The goal of the study

Evaluate the prediction based on the difference between number of YES votes and NO votes. For more detailed explanation, please see the previous analysis

Whe study has two goals:
  • Train a machine learning algorithm that predicts whether a code fragment is related to a failure or not. For that, I originally devised different metrics. The metric that will explore in the following study consists of Majority vote between YES and NO answers.
  • Building the model

    I chose knn.cv (cross validation) so I can minimize the risk of lucky selection of training and testing set.

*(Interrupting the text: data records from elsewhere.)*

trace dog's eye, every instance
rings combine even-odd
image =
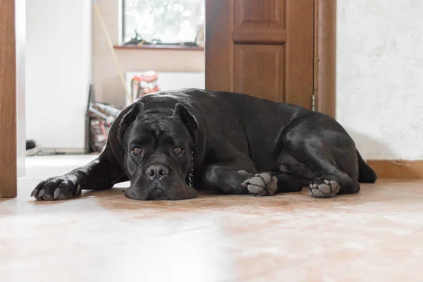
[[[173,147],[173,153],[176,154],[179,154],[182,152],[182,149],[180,148],[179,147]]]
[[[138,156],[142,153],[142,149],[139,147],[135,147],[130,152],[132,152],[134,156]]]

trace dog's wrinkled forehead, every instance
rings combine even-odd
[[[189,141],[190,133],[182,122],[172,116],[146,115],[133,123],[128,141],[169,145]]]

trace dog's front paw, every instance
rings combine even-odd
[[[81,187],[75,176],[54,177],[42,181],[31,192],[39,200],[67,200],[80,195]]]
[[[270,173],[262,172],[249,177],[243,185],[255,196],[271,196],[278,189],[278,179]]]
[[[314,179],[310,183],[310,194],[315,198],[331,198],[339,192],[339,184],[329,177]]]

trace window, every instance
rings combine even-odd
[[[123,40],[137,44],[200,44],[204,0],[123,0]]]

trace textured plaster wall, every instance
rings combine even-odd
[[[423,159],[423,1],[337,5],[338,120],[366,159]]]

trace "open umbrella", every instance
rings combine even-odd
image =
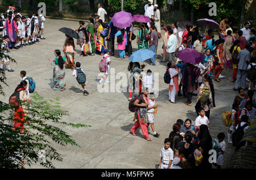
[[[177,57],[185,62],[196,64],[204,60],[204,55],[196,50],[186,48],[177,52]]]
[[[143,15],[137,14],[133,16],[133,20],[141,23],[150,23],[151,20],[148,16]]]
[[[147,49],[140,49],[133,53],[128,59],[133,62],[142,62],[154,57],[155,53]]]
[[[121,29],[129,27],[133,21],[131,14],[123,11],[115,13],[111,20],[114,26]]]
[[[62,32],[69,37],[76,38],[77,40],[79,38],[79,36],[78,35],[77,33],[72,29],[68,28],[61,28],[59,29],[59,31]]]

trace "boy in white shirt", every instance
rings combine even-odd
[[[147,106],[147,127],[148,127],[149,124],[150,124],[152,130],[153,131],[154,136],[156,138],[159,138],[160,135],[155,132],[155,127],[154,126],[154,119],[155,118],[155,108],[157,108],[158,106],[157,104],[155,104],[155,97],[154,93],[151,92],[149,95],[149,102],[150,104]]]
[[[10,41],[10,38],[7,36],[5,36],[3,37],[3,41],[1,43],[1,51],[3,54],[3,55],[8,55],[7,52],[9,50],[8,48],[8,41]],[[14,71],[14,70],[12,70],[11,67],[10,67],[10,60],[7,58],[5,58],[5,57],[3,57],[1,60],[1,65],[0,65],[0,68],[3,70],[3,62],[6,62],[6,65],[8,69],[8,72],[13,72]]]
[[[160,153],[160,164],[158,169],[170,169],[174,160],[174,151],[170,147],[171,142],[169,138],[164,139],[164,147]]]
[[[31,18],[32,14],[28,14],[28,18],[27,19],[27,23],[26,25],[26,29],[27,32],[27,40],[26,41],[26,45],[31,45],[31,41],[30,41],[30,36],[31,36]]]
[[[208,118],[205,116],[205,111],[203,108],[199,110],[199,115],[196,118],[195,121],[195,126],[199,127],[201,125],[207,125],[209,128],[209,121]]]
[[[83,95],[85,95],[86,93],[86,95],[89,95],[89,92],[86,91],[86,76],[85,74],[84,73],[84,70],[82,68],[80,68],[81,67],[81,63],[79,62],[77,62],[76,63],[76,68],[74,69],[73,71],[73,76],[75,76],[77,80],[77,82],[79,84],[80,84],[82,86],[82,88],[84,89],[84,91],[82,92]],[[84,76],[84,79],[85,79],[85,82],[79,82],[80,80],[77,78],[77,74],[81,71],[84,73],[84,75],[82,75],[82,76]]]
[[[152,71],[150,70],[148,70],[147,71],[147,75],[144,78],[144,83],[146,84],[145,87],[148,89],[148,92],[150,93],[153,92],[152,86],[154,84],[154,81],[155,80],[152,75]]]
[[[109,82],[108,80],[108,79],[109,79],[108,75],[109,75],[109,70],[110,70],[110,66],[109,65],[111,63],[110,58],[109,57],[109,52],[110,52],[110,50],[109,49],[106,49],[105,50],[105,54],[104,55],[103,57],[106,58],[106,61],[108,64],[108,68],[107,68],[106,72],[105,73],[105,75],[101,78],[101,80],[100,80],[100,81],[98,82],[100,84],[101,84],[102,83],[102,82],[104,81],[105,79],[106,79],[106,82]]]

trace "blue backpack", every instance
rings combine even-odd
[[[27,77],[26,79],[28,80],[28,83],[30,84],[30,87],[28,89],[30,93],[32,93],[35,89],[35,82],[32,78]]]

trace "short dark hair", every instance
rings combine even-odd
[[[76,67],[80,67],[80,66],[81,66],[81,63],[80,63],[79,62],[77,62],[76,63]]]
[[[22,74],[24,77],[25,77],[27,72],[26,72],[26,71],[21,71],[20,74]]]
[[[222,132],[220,132],[219,134],[218,134],[218,135],[217,135],[217,138],[218,139],[225,139],[225,134]]]
[[[180,125],[182,125],[184,123],[184,121],[181,119],[177,119],[177,121],[176,121],[176,123],[180,124]]]
[[[167,143],[168,142],[171,143],[171,140],[169,138],[166,138],[164,139],[164,144]]]

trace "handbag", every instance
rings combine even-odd
[[[74,53],[74,49],[73,48],[73,46],[68,45],[66,48],[66,51],[65,52],[67,53]]]
[[[158,32],[158,38],[161,38],[162,35],[160,32]]]

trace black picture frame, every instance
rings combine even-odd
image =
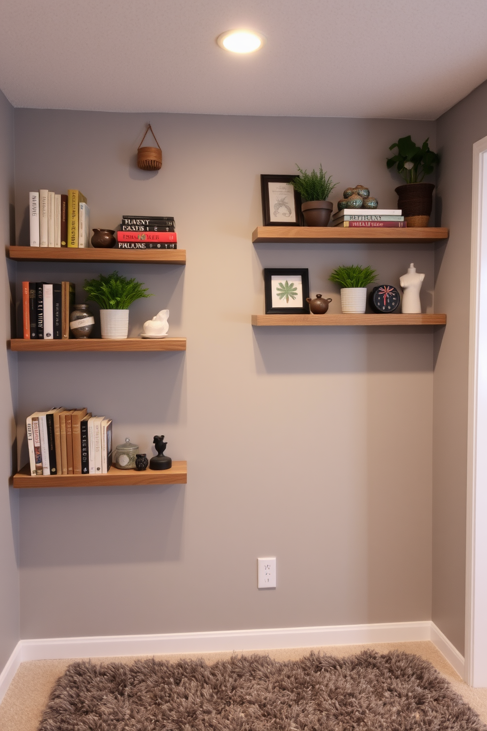
[[[303,216],[301,211],[301,194],[298,193],[296,190],[293,188],[292,193],[294,193],[294,212],[293,213],[292,208],[289,205],[287,206],[288,208],[291,209],[291,213],[290,219],[286,220],[288,216],[286,216],[286,205],[280,206],[275,211],[275,203],[272,202],[271,205],[270,200],[270,192],[269,183],[275,183],[277,186],[279,183],[285,183],[289,185],[291,181],[294,180],[296,175],[261,175],[261,192],[262,194],[262,222],[264,226],[302,226],[303,224]],[[276,196],[278,194],[276,193]],[[284,192],[284,196],[289,196],[291,194],[291,191],[289,190],[287,193]],[[290,199],[287,198],[287,203],[288,204]],[[279,216],[279,220],[276,220],[275,216],[275,213]]]
[[[279,282],[279,284],[281,286],[285,286],[286,282],[294,284],[295,284],[296,277],[301,278],[301,295],[299,294],[299,288],[296,288],[298,289],[298,292],[296,293],[298,297],[296,300],[296,306],[293,306],[294,302],[291,301],[293,299],[291,295],[289,303],[284,306],[280,307],[279,300],[283,300],[284,298],[280,298],[279,295],[277,297],[273,297],[275,294],[275,282],[282,279],[283,281]],[[290,281],[290,280],[294,281]],[[310,296],[310,280],[307,269],[264,269],[264,289],[266,296],[266,315],[309,314],[310,306],[306,301],[306,298]]]

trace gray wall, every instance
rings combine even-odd
[[[437,197],[448,245],[436,255],[435,306],[448,324],[436,337],[432,617],[463,652],[468,338],[472,145],[487,135],[487,83],[437,121]]]
[[[4,245],[15,243],[14,232],[14,111],[0,91],[0,232]],[[0,342],[10,337],[12,303],[9,275],[15,267],[0,257]],[[12,287],[13,289],[13,287]],[[14,290],[15,292],[15,290]],[[9,487],[16,466],[15,411],[17,398],[17,358],[0,349],[0,668],[19,639],[18,495]]]
[[[151,114],[157,174],[135,151],[147,115],[17,110],[17,226],[29,189],[80,188],[92,225],[123,213],[176,217],[180,267],[120,265],[156,296],[130,330],[169,307],[185,354],[19,355],[25,417],[87,406],[151,452],[187,458],[188,485],[24,491],[23,637],[423,620],[431,616],[433,335],[428,328],[253,328],[262,269],[310,269],[312,292],[341,263],[370,263],[398,284],[414,261],[433,311],[430,246],[261,244],[259,174],[321,162],[340,186],[365,183],[396,207],[386,168],[410,121]],[[110,265],[23,265],[18,280],[79,286]],[[275,555],[275,591],[256,588]]]

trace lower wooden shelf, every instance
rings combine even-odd
[[[31,475],[26,464],[13,477],[14,488],[95,488],[119,485],[185,485],[186,463],[173,462],[170,469],[117,469],[110,467],[107,474]]]
[[[24,340],[15,338],[7,341],[10,350],[28,352],[81,352],[83,351],[129,350],[132,352],[185,350],[185,338],[125,338],[123,340],[105,340],[86,338],[77,340]]]
[[[252,315],[252,325],[264,326],[310,325],[446,325],[445,314],[375,314],[364,315]]]

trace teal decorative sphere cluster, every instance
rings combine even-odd
[[[356,185],[355,188],[347,188],[343,191],[343,197],[338,201],[338,210],[343,208],[377,208],[379,201],[372,198],[370,191],[364,185]]]

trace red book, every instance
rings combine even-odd
[[[28,282],[22,282],[22,322],[24,340],[31,339],[31,318],[28,301]]]
[[[407,221],[344,221],[337,228],[407,228]]]
[[[177,234],[175,231],[117,231],[117,240],[175,243],[177,241]]]

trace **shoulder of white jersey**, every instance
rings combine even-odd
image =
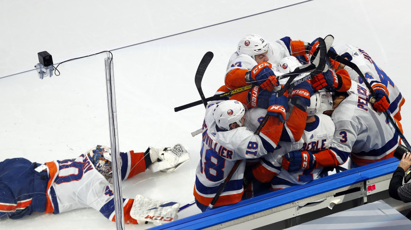
[[[368,97],[370,93],[366,87],[353,80],[351,80],[351,87],[347,90],[347,93],[348,95],[356,94],[363,97]]]
[[[327,132],[332,132],[333,134],[335,130],[335,125],[331,117],[325,114],[315,115],[320,119],[320,125],[324,128]]]
[[[352,94],[340,103],[331,115],[331,119],[334,124],[343,120],[353,120],[353,118],[358,115],[356,111],[358,99],[358,94]]]
[[[282,41],[277,40],[270,44],[267,57],[269,60],[268,62],[271,63],[273,66],[276,66],[281,59],[289,56],[290,54],[288,49]]]
[[[226,74],[233,69],[251,69],[256,65],[257,62],[252,57],[247,54],[238,55],[236,52],[230,58]]]

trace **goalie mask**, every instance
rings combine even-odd
[[[110,182],[113,179],[113,167],[110,148],[97,145],[88,150],[87,154],[97,171]]]
[[[315,113],[322,114],[324,111],[332,109],[332,97],[330,92],[324,90],[319,90],[310,98],[311,105],[306,110],[308,116]]]
[[[240,40],[237,51],[239,54],[247,54],[255,60],[256,55],[265,53],[269,48],[270,44],[264,39],[257,34],[251,34]]]
[[[244,106],[235,100],[224,101],[218,103],[213,112],[217,126],[221,129],[230,130],[231,124],[236,123],[242,126],[241,119],[246,113]]]

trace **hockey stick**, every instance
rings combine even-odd
[[[178,112],[179,111],[182,110],[183,109],[185,109],[189,108],[191,108],[192,107],[195,106],[196,105],[198,105],[201,104],[202,103],[203,103],[203,101],[206,102],[209,102],[211,101],[215,101],[223,99],[226,97],[231,96],[231,95],[235,94],[236,93],[238,93],[239,92],[241,92],[246,90],[248,90],[252,87],[252,85],[248,85],[245,86],[243,86],[241,88],[239,88],[238,89],[233,89],[232,90],[230,90],[227,92],[225,92],[224,93],[221,93],[219,94],[214,95],[213,96],[204,98],[204,100],[200,100],[199,101],[197,101],[196,102],[192,102],[191,103],[189,103],[184,105],[182,105],[181,106],[178,106],[174,108],[174,111],[175,112]],[[200,88],[201,89],[201,88]],[[206,104],[207,105],[207,102]]]
[[[193,204],[194,204],[195,203],[196,203],[196,202],[195,202],[195,201],[192,201],[192,202],[189,203],[188,204],[186,204],[186,205],[185,205],[184,206],[182,206],[180,207],[180,208],[178,209],[178,212],[179,213],[181,210],[182,210],[183,209],[185,209],[185,208],[187,208],[188,207],[190,207],[190,206],[191,206],[191,205],[193,205]]]
[[[202,59],[200,62],[200,64],[198,65],[198,68],[197,69],[197,72],[196,72],[194,77],[194,82],[196,84],[197,90],[198,90],[198,93],[200,94],[200,97],[201,98],[201,101],[204,104],[204,107],[207,107],[207,101],[206,101],[206,97],[204,97],[204,93],[201,89],[201,81],[202,81],[202,77],[204,76],[204,73],[206,72],[207,67],[214,56],[214,54],[211,51],[208,51],[204,54]],[[174,110],[175,111],[175,109]]]
[[[207,52],[204,54],[202,59],[201,59],[201,61],[200,62],[200,64],[198,65],[198,68],[197,69],[197,72],[196,72],[196,75],[194,76],[194,83],[196,84],[197,90],[198,90],[198,93],[200,94],[200,97],[201,98],[201,100],[199,101],[200,103],[199,103],[198,105],[202,102],[203,104],[204,104],[204,106],[206,108],[207,107],[207,101],[206,99],[206,97],[204,96],[204,93],[202,92],[201,81],[202,81],[202,77],[204,76],[204,73],[206,72],[206,69],[207,68],[210,62],[211,62],[211,60],[213,59],[213,56],[214,56],[214,54],[211,51]],[[179,111],[176,110],[176,108],[174,108],[174,111],[177,112]],[[202,130],[202,129],[200,128],[192,132],[191,133],[191,136],[194,137],[196,135],[200,134]]]
[[[365,86],[367,87],[367,88],[368,89],[368,90],[371,93],[371,94],[372,95],[372,98],[370,99],[370,102],[372,103],[375,101],[376,93],[374,92],[374,90],[372,89],[372,87],[371,87],[371,85],[369,84],[369,83],[368,82],[368,81],[367,81],[367,79],[365,79],[365,76],[364,76],[363,73],[361,72],[361,71],[360,70],[360,68],[358,68],[358,66],[357,66],[355,63],[343,58],[341,56],[340,56],[339,55],[332,51],[328,51],[328,52],[327,53],[327,55],[329,57],[334,59],[340,63],[342,63],[346,66],[348,66],[354,70],[354,71],[357,72],[358,75],[359,75],[361,78],[361,79],[362,79],[363,82],[364,82],[364,84],[365,84]],[[373,100],[372,100],[373,99]],[[383,112],[389,121],[389,123],[393,125],[393,127],[394,127],[395,131],[398,133],[398,135],[400,136],[401,140],[402,140],[402,142],[404,143],[404,144],[405,145],[405,146],[406,146],[407,148],[411,151],[411,146],[409,145],[409,143],[408,143],[408,141],[407,141],[406,139],[405,139],[405,137],[404,136],[402,132],[401,132],[401,130],[398,127],[398,126],[396,123],[394,119],[392,117],[391,117],[391,114],[390,114],[389,112],[388,112],[388,111],[387,110],[385,110]]]
[[[328,37],[328,36],[330,37],[328,37],[328,39],[327,39],[327,37]],[[319,55],[316,55],[314,60],[311,62],[311,65],[313,65],[313,66],[309,65],[308,66],[308,67],[310,67],[312,70],[312,69],[314,70],[313,71],[312,71],[312,73],[313,74],[315,73],[315,75],[316,75],[318,73],[320,73],[320,72],[324,70],[325,67],[325,63],[326,61],[326,58],[327,57],[327,55],[326,55],[327,52],[328,51],[328,49],[329,49],[329,48],[331,47],[331,45],[332,44],[332,42],[333,42],[334,41],[334,37],[331,35],[327,36],[327,37],[326,37],[326,39],[327,39],[327,43],[326,43],[324,40],[323,40],[321,37],[319,37],[319,42],[320,43],[320,45],[319,45],[319,48],[317,49],[317,50],[319,50],[318,52],[319,52],[320,53],[319,54],[317,53],[317,54]],[[312,68],[312,66],[314,67],[313,68]],[[291,78],[292,76],[294,76],[291,75],[291,76],[290,76],[290,78]],[[294,78],[295,77],[296,77],[296,75],[294,76]],[[283,90],[284,91],[283,93],[284,93],[284,92],[285,92],[285,91],[288,89],[288,88],[290,87],[290,86],[291,85],[291,82],[292,81],[292,80],[290,81],[288,84],[286,84],[286,85],[285,85],[285,86],[283,88],[282,88],[282,90],[283,89],[285,89]],[[287,82],[287,83],[288,83],[288,82]],[[286,87],[288,88],[286,88]],[[282,95],[282,94],[279,94],[279,92],[280,92],[281,91],[281,90],[278,90],[277,91],[277,93],[278,93],[277,94],[277,97],[278,95]],[[269,117],[270,116],[268,114],[266,114],[265,117],[264,117],[264,119],[263,120],[261,123],[260,123],[259,126],[258,126],[258,127],[257,128],[257,130],[254,132],[255,135],[258,135],[258,133],[259,133],[260,131],[261,131],[261,129],[264,126],[266,123],[267,123],[267,121],[268,120]],[[242,162],[242,160],[238,160],[235,162],[235,164],[234,164],[234,166],[233,166],[233,168],[231,169],[231,170],[230,171],[230,172],[228,174],[228,175],[227,175],[227,177],[226,178],[226,179],[224,180],[224,181],[220,186],[220,187],[218,188],[218,190],[217,191],[215,196],[214,196],[214,197],[213,198],[213,200],[210,202],[208,207],[207,207],[207,208],[206,208],[206,211],[208,211],[213,209],[213,207],[214,206],[214,205],[217,202],[217,201],[218,200],[218,198],[220,197],[220,196],[221,195],[221,193],[222,193],[222,191],[224,190],[224,188],[225,188],[226,186],[227,185],[227,183],[231,179],[231,177],[233,176],[234,172],[235,172],[235,171],[237,170],[237,168],[240,165],[240,164],[241,163],[241,162]]]
[[[300,66],[300,67],[295,69],[292,72],[291,72],[288,73],[286,73],[286,74],[283,74],[283,75],[281,75],[279,76],[278,76],[278,77],[279,78],[281,78],[281,79],[284,79],[284,78],[287,78],[287,77],[290,77],[290,78],[292,78],[292,77],[293,78],[292,80],[294,80],[299,74],[300,74],[301,73],[306,73],[306,72],[310,72],[312,71],[313,70],[314,70],[315,68],[315,66],[314,65],[311,65],[311,64],[306,65],[305,66]],[[309,78],[309,77],[304,78],[304,79],[305,79],[304,80],[300,80],[298,81],[297,82],[295,82],[294,83],[293,83],[293,85],[294,85],[294,86],[296,85],[295,85],[295,83],[297,83],[296,84],[301,83],[301,82],[307,80],[307,79],[308,79],[308,78]],[[291,80],[291,81],[292,81],[292,80]],[[191,103],[189,103],[189,104],[185,104],[185,105],[181,105],[180,106],[176,107],[174,108],[174,111],[175,112],[178,112],[179,111],[182,110],[183,109],[187,109],[187,108],[191,108],[192,107],[195,106],[196,105],[200,105],[202,103],[204,103],[203,101],[206,101],[206,102],[209,102],[209,101],[216,101],[216,100],[226,100],[226,99],[225,99],[225,98],[227,97],[229,97],[229,96],[231,96],[232,95],[233,95],[233,94],[236,94],[236,93],[238,93],[239,92],[243,92],[243,91],[246,91],[246,90],[248,90],[250,89],[251,88],[252,88],[253,86],[253,85],[246,85],[245,86],[243,86],[243,87],[242,87],[241,88],[239,88],[238,89],[233,89],[233,90],[230,90],[230,91],[228,91],[227,92],[225,92],[225,93],[221,93],[221,94],[219,94],[214,95],[213,95],[212,97],[205,98],[204,99],[204,100],[201,100],[197,101],[195,101],[195,102],[192,102]],[[290,86],[290,87],[292,87],[292,86]]]

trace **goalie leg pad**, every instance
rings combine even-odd
[[[179,207],[178,203],[152,200],[138,195],[133,203],[130,216],[137,221],[163,224],[176,220]]]

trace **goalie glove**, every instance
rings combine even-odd
[[[278,85],[277,77],[271,69],[271,64],[264,62],[254,66],[251,70],[246,73],[246,82],[254,82],[260,87],[270,92]]]
[[[190,160],[190,155],[181,144],[177,144],[173,148],[150,147],[150,154],[153,164],[148,168],[153,172],[174,172]]]
[[[387,87],[383,84],[377,81],[372,81],[369,84],[376,93],[376,95],[372,97],[372,95],[369,95],[368,101],[372,104],[372,107],[377,111],[380,112],[386,111],[389,107],[389,100],[388,96],[389,92]]]
[[[130,210],[130,216],[138,222],[163,224],[176,220],[179,207],[178,203],[152,200],[138,195]]]

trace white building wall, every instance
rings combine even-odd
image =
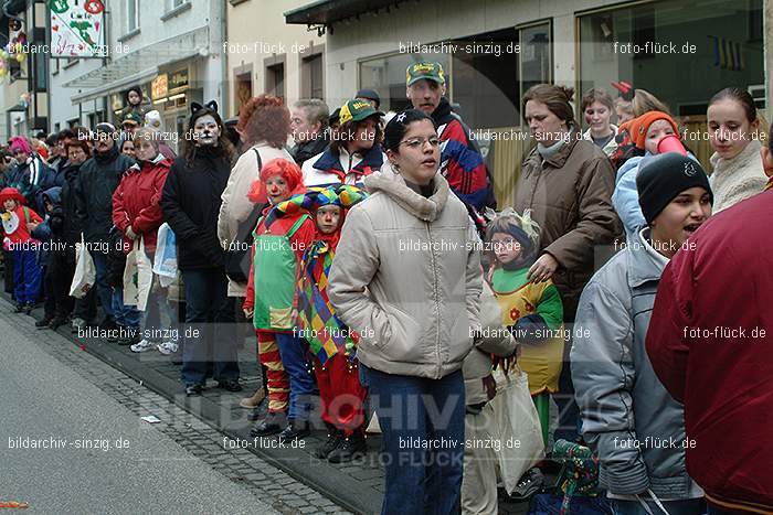
[[[434,43],[513,28],[539,20],[553,22],[553,77],[574,86],[574,13],[620,3],[614,0],[422,0],[406,2],[390,14],[363,14],[336,23],[328,36],[326,95],[331,103],[358,89],[358,61],[393,53],[401,42]],[[335,101],[333,101],[335,100]]]

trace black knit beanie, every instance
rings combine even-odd
[[[677,152],[661,153],[649,159],[636,175],[638,204],[644,219],[652,224],[674,197],[695,186],[705,189],[713,204],[709,178],[700,163]]]

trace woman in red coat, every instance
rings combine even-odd
[[[171,167],[159,152],[158,133],[151,129],[142,128],[135,133],[135,151],[138,163],[129,168],[120,180],[120,184],[113,194],[113,224],[124,235],[124,249],[128,254],[140,238],[145,244],[145,254],[153,260],[156,253],[156,239],[158,228],[163,223],[163,213],[159,201],[167,181],[167,174]],[[147,308],[141,313],[140,331],[141,340],[131,345],[131,351],[149,351],[163,340],[169,340],[166,331],[153,330],[148,321],[158,319],[159,307],[168,313],[168,304],[163,294],[155,293],[151,288]],[[123,291],[116,291],[121,294]],[[114,303],[115,304],[115,303]]]

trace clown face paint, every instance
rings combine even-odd
[[[199,117],[193,125],[193,141],[197,146],[218,144],[220,127],[212,115]]]
[[[341,207],[337,205],[321,206],[317,210],[315,217],[320,233],[335,233],[341,224]]]

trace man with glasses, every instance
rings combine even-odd
[[[414,63],[405,72],[405,95],[415,109],[430,115],[441,140],[441,173],[454,193],[480,211],[491,205],[489,181],[483,155],[469,137],[462,118],[445,98],[446,83],[441,63]]]

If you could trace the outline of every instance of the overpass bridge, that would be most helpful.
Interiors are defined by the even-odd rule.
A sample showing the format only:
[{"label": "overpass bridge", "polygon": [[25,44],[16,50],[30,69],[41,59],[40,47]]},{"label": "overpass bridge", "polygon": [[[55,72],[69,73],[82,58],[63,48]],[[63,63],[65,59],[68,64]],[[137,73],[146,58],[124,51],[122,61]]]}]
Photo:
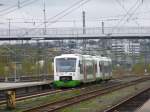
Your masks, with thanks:
[{"label": "overpass bridge", "polygon": [[0,29],[0,41],[64,39],[150,39],[150,27]]}]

    Cross validations was performed by leaving one out

    #build model
    fitModel.cv <- knn.cv(trainingData, trainingData$bugCovering, k=3, l=0, prob = FALSE, use.all=TRUE);

    I have also run with differnt levels of k=3,5,7,9, which produced similar results.

    Testing the model

    ## 
    ##  
    ##    Cell Contents
    ## |-------------------------|
    ## |                       N |
    ## |           N / Row Total |
    ## |           N / Col Total |
    ## |         N / Table Total |
    ## |-------------------------|
    ## 
    ##  
    ## Total Observations in Table:  129 
    ## 
    ##  
    ##                          | fitModel.cv.df[, 1] 
    ## trainingData$bugCovering |     FALSE |      TRUE | Row Total | 
    ## -------------------------|-----------|-----------|-----------|
    ##                    FALSE |        97 |         7 |       104 | 
    ##                          |     0.933 |     0.067 |     0.806 | 
    ##                          |     0.915 |     0.304 |           | 
    ##                          |     0.752 |     0.054 |           | 
    ## -------------------------|-----------|-----------|-----------|
    ##                     TRUE |         9 |        16 |        25 | 
    ##                          |     0.360 |     0.640 |     0.194 | 
    ##                          |     0.085 |     0.696 |           | 
    ##                          |     0.070 |     0.124 |           | 
    ## -------------------------|-----------|-----------|-----------|
    ##             Column Total |       106 |        23 |       129 | 
    ##                          |     0.822 |     0.178 |           | 
    ## -------------------------|-----------|-----------|-----------|
    ## 
    ## 

    Estimating the metric

    Discover the minimal majority vote value that would have predicted the same bug Covering questions

    Mean majority vote of the questions categorized as bug covering:

    ## [1] 3.130435

    Minimal majority vote of the questions categorized as bug covering:

    ## [1] -2

    Plot metric distribution

    By the distribution of majority vote outcomes values, we can note that the metric value for Majority vote has to be larger or equal to -2 (minus two) in order predict bug-covering questions.